SEE ALSO: Pakistan’s Tribal Areas Caught In Limbo Awaiting IntegrationFazal Ahmed Jan, the district police chief in Mohmand, says they are investigating the issue.
“We were informed about the ban today,” he told Radio Mashaal on January 15. “We will probe the details and then determine the real issue.”
Mohmand is one of seven Pashtun-inhabited districts that formed the former Federally Administered Tribal Areas (FATA). Tens of thousands of civilians were killed and millions displaced in more than 15 years of Taliban violence and military operations since 2003. Islamabad merged the region into Khyber Pakhtunkhwa in May 2018, but police and courts are still not fully functional. Taliban, hard-line clerics and tribal councils have imposed bans on women voting and education in the name of protecting religious and cultural norms.
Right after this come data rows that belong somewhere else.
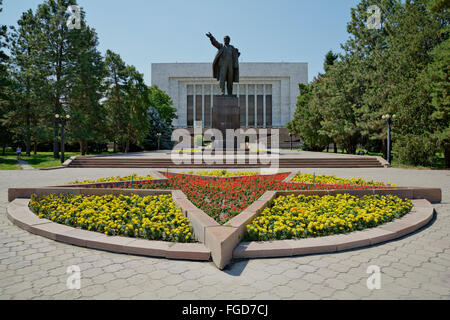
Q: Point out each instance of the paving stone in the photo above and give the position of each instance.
(130, 291)
(173, 279)
(284, 291)
(278, 279)
(168, 292)
(415, 266)
(93, 290)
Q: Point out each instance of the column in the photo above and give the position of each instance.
(211, 104)
(264, 105)
(203, 106)
(256, 106)
(246, 105)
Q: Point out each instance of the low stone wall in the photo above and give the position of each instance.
(19, 214)
(420, 215)
(222, 242)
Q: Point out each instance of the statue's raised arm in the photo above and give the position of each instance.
(214, 42)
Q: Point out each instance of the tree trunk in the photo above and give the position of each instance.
(127, 145)
(384, 148)
(28, 132)
(447, 156)
(83, 147)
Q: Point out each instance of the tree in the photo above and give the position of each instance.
(5, 84)
(27, 70)
(58, 42)
(157, 126)
(330, 58)
(307, 120)
(87, 74)
(162, 102)
(338, 99)
(114, 96)
(126, 101)
(436, 82)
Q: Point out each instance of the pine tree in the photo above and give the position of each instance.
(162, 102)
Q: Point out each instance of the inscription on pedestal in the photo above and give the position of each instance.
(225, 115)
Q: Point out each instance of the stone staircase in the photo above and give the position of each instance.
(116, 162)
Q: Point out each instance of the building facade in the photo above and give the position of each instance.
(267, 92)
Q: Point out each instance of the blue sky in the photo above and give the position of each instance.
(147, 31)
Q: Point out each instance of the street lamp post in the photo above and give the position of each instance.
(389, 119)
(159, 137)
(62, 121)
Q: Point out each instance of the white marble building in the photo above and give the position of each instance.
(273, 86)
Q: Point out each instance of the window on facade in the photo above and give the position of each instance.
(260, 111)
(190, 110)
(251, 111)
(268, 110)
(207, 120)
(242, 110)
(198, 108)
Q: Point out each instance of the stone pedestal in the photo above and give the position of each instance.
(225, 115)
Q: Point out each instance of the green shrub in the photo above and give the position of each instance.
(198, 140)
(415, 149)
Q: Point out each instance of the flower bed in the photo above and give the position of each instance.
(130, 177)
(332, 179)
(222, 173)
(151, 217)
(225, 198)
(301, 216)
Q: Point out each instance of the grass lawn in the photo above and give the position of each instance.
(40, 160)
(9, 164)
(438, 164)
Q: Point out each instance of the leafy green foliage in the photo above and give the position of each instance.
(158, 126)
(162, 102)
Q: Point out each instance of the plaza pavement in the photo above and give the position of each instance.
(413, 267)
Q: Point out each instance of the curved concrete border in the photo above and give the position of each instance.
(419, 216)
(222, 242)
(19, 214)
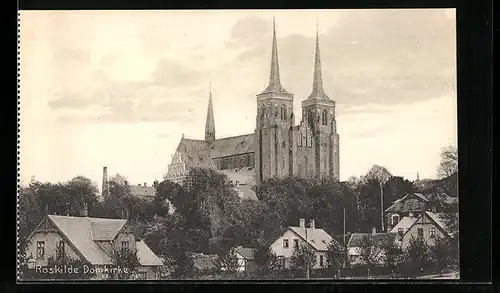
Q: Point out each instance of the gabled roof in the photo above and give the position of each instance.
(356, 239)
(231, 146)
(146, 255)
(146, 191)
(86, 235)
(405, 223)
(105, 229)
(317, 237)
(195, 153)
(246, 253)
(79, 233)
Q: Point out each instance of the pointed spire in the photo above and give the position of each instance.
(210, 123)
(274, 77)
(317, 91)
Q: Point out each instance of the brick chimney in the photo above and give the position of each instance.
(105, 186)
(85, 210)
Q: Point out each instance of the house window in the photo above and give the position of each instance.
(125, 246)
(40, 249)
(395, 219)
(285, 243)
(60, 248)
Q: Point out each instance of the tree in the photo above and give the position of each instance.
(444, 254)
(382, 175)
(125, 263)
(303, 258)
(416, 257)
(369, 252)
(392, 254)
(449, 162)
(336, 256)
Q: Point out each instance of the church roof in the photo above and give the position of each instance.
(195, 153)
(231, 146)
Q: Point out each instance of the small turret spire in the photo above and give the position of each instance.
(210, 123)
(274, 77)
(317, 90)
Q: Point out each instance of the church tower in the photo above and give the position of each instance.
(319, 111)
(210, 123)
(273, 153)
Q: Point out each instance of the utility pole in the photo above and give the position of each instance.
(307, 263)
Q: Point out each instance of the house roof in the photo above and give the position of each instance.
(246, 253)
(146, 255)
(203, 262)
(356, 239)
(231, 146)
(317, 237)
(404, 223)
(85, 234)
(79, 232)
(105, 229)
(146, 191)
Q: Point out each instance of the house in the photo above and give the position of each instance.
(246, 259)
(428, 225)
(204, 263)
(317, 239)
(416, 203)
(357, 249)
(91, 240)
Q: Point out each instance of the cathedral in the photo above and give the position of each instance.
(278, 147)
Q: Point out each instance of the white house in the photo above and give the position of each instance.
(246, 259)
(317, 239)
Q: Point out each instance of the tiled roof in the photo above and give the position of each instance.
(146, 255)
(78, 231)
(356, 239)
(146, 191)
(404, 223)
(195, 153)
(318, 238)
(438, 218)
(247, 253)
(86, 233)
(204, 262)
(230, 146)
(105, 229)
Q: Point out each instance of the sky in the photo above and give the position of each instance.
(120, 88)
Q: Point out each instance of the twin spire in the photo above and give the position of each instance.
(274, 77)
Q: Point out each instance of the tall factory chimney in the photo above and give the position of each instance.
(105, 186)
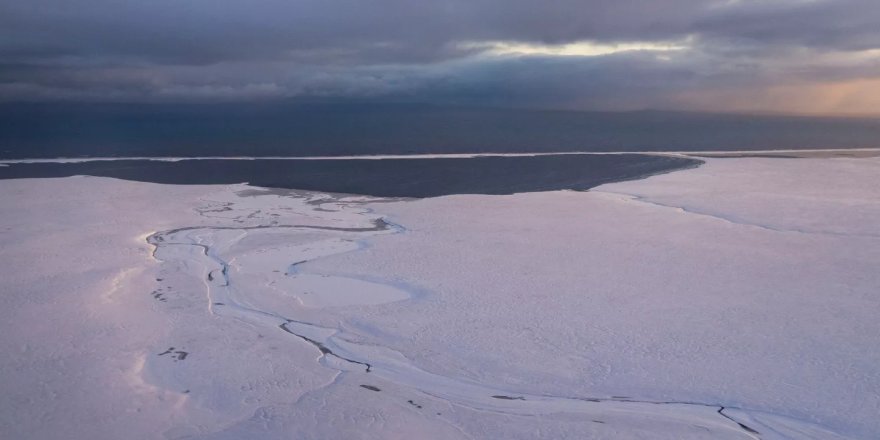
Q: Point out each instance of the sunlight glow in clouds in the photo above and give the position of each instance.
(580, 48)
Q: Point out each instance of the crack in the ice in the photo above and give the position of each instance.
(321, 347)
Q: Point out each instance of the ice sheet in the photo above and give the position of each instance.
(736, 300)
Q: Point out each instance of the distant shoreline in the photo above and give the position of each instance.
(801, 153)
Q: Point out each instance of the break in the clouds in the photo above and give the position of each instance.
(813, 56)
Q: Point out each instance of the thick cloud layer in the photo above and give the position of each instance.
(774, 55)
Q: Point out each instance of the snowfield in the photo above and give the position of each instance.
(737, 300)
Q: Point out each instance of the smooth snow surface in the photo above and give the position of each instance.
(737, 300)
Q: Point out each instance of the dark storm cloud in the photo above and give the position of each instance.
(398, 49)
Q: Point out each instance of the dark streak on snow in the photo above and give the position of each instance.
(323, 348)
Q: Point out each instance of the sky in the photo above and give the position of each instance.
(778, 56)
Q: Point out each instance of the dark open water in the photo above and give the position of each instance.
(289, 129)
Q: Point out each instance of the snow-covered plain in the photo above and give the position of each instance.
(736, 300)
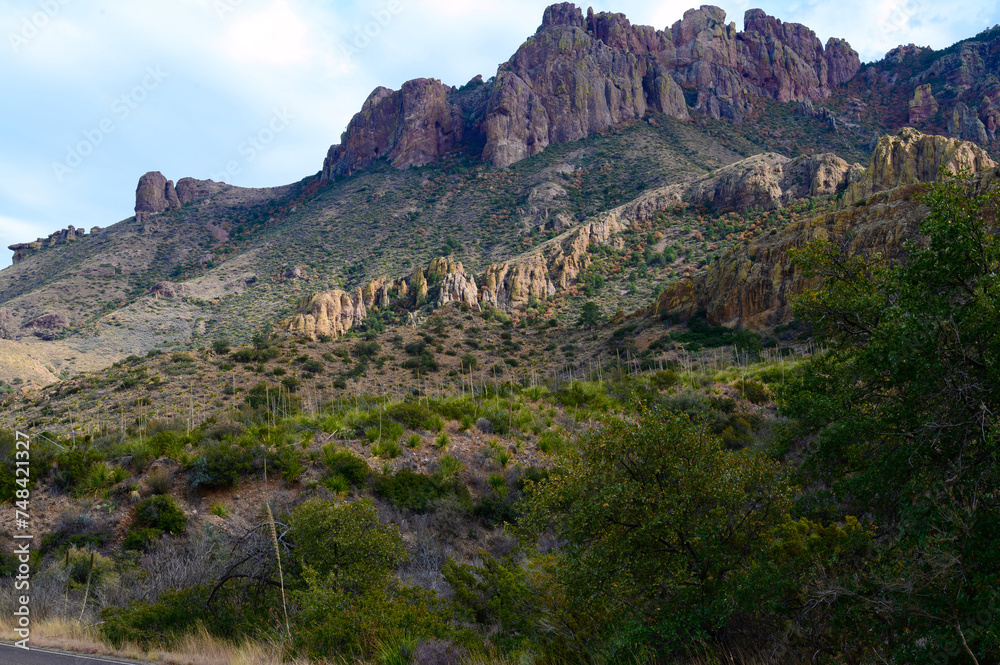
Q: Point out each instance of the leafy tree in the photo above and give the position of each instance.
(590, 315)
(903, 410)
(345, 543)
(658, 521)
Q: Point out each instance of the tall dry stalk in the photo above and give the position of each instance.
(277, 554)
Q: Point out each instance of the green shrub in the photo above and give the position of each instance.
(72, 467)
(155, 624)
(336, 483)
(409, 490)
(552, 443)
(160, 512)
(411, 415)
(287, 461)
(388, 449)
(755, 391)
(345, 463)
(220, 464)
(434, 423)
(141, 539)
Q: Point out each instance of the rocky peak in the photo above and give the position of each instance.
(410, 127)
(155, 194)
(564, 13)
(578, 75)
(909, 157)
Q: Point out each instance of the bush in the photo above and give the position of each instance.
(755, 391)
(409, 490)
(72, 467)
(411, 415)
(160, 512)
(221, 464)
(141, 539)
(346, 464)
(155, 624)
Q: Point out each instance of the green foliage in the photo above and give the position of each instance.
(410, 491)
(220, 464)
(902, 411)
(345, 464)
(73, 466)
(160, 512)
(659, 520)
(590, 315)
(141, 539)
(411, 415)
(345, 544)
(155, 624)
(495, 594)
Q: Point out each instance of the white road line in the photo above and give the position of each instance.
(67, 654)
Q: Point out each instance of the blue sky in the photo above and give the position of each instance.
(97, 92)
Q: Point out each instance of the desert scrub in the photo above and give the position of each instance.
(161, 513)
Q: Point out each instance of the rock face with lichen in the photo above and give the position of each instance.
(332, 313)
(580, 74)
(752, 284)
(910, 157)
(412, 126)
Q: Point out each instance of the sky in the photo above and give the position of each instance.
(254, 92)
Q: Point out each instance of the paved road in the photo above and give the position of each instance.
(10, 655)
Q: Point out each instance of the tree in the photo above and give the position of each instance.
(658, 522)
(345, 543)
(590, 315)
(903, 411)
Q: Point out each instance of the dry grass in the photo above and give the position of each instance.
(198, 648)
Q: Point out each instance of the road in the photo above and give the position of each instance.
(10, 655)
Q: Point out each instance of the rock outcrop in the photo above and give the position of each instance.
(923, 106)
(455, 285)
(412, 126)
(910, 157)
(767, 181)
(956, 91)
(190, 189)
(23, 250)
(153, 195)
(752, 285)
(168, 290)
(10, 324)
(332, 313)
(580, 74)
(47, 326)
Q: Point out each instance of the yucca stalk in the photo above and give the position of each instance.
(277, 554)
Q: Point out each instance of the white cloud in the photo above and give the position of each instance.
(276, 35)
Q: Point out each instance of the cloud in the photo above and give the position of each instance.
(276, 35)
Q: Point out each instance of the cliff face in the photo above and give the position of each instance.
(910, 157)
(580, 74)
(155, 194)
(409, 127)
(752, 285)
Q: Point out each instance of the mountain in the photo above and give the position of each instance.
(603, 160)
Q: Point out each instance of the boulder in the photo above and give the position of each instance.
(910, 157)
(332, 313)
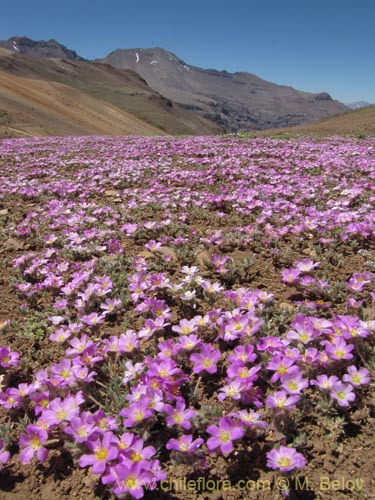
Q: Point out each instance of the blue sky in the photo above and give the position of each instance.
(312, 45)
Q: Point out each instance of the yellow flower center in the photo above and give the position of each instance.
(284, 462)
(293, 386)
(138, 415)
(35, 443)
(82, 432)
(136, 456)
(62, 414)
(131, 482)
(224, 437)
(101, 454)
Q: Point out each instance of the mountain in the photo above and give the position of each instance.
(236, 101)
(358, 104)
(357, 123)
(44, 96)
(30, 107)
(50, 48)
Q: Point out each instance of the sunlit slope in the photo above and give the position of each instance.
(40, 108)
(360, 122)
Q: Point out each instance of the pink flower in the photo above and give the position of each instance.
(103, 451)
(32, 443)
(8, 358)
(342, 393)
(185, 444)
(357, 377)
(285, 459)
(224, 434)
(206, 359)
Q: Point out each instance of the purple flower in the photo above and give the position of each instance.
(232, 390)
(32, 443)
(4, 455)
(185, 444)
(104, 450)
(224, 434)
(282, 400)
(325, 383)
(136, 412)
(285, 459)
(179, 415)
(281, 365)
(129, 479)
(8, 358)
(290, 276)
(356, 377)
(243, 353)
(339, 349)
(81, 428)
(342, 393)
(93, 319)
(206, 359)
(293, 382)
(305, 265)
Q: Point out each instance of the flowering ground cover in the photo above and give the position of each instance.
(187, 318)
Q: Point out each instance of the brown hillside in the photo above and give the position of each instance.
(360, 122)
(124, 89)
(35, 107)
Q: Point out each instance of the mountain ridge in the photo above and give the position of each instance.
(238, 101)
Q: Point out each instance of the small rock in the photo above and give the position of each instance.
(309, 251)
(168, 252)
(146, 254)
(203, 258)
(286, 305)
(12, 244)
Wali Muhammad, an activist in Kuz Gandaow, says tribal councils are still prevalent in the region since its merger Pakistan’s mainstream legal system.
“Unfortunately, some people here are still afraid of women’s empowerment in this modern age,” he told Radio Mashaal. “If all women can be banned because of one woman running away, then they should also ban men because a men was also responsible for eloping with the woman.”
Jamal, the women’s activist, says that tolerance for such bans will contribute to pushing former FATA into the instability that long tormented its residents.
“Not only women but everyone was humiliated during that time,” she noted.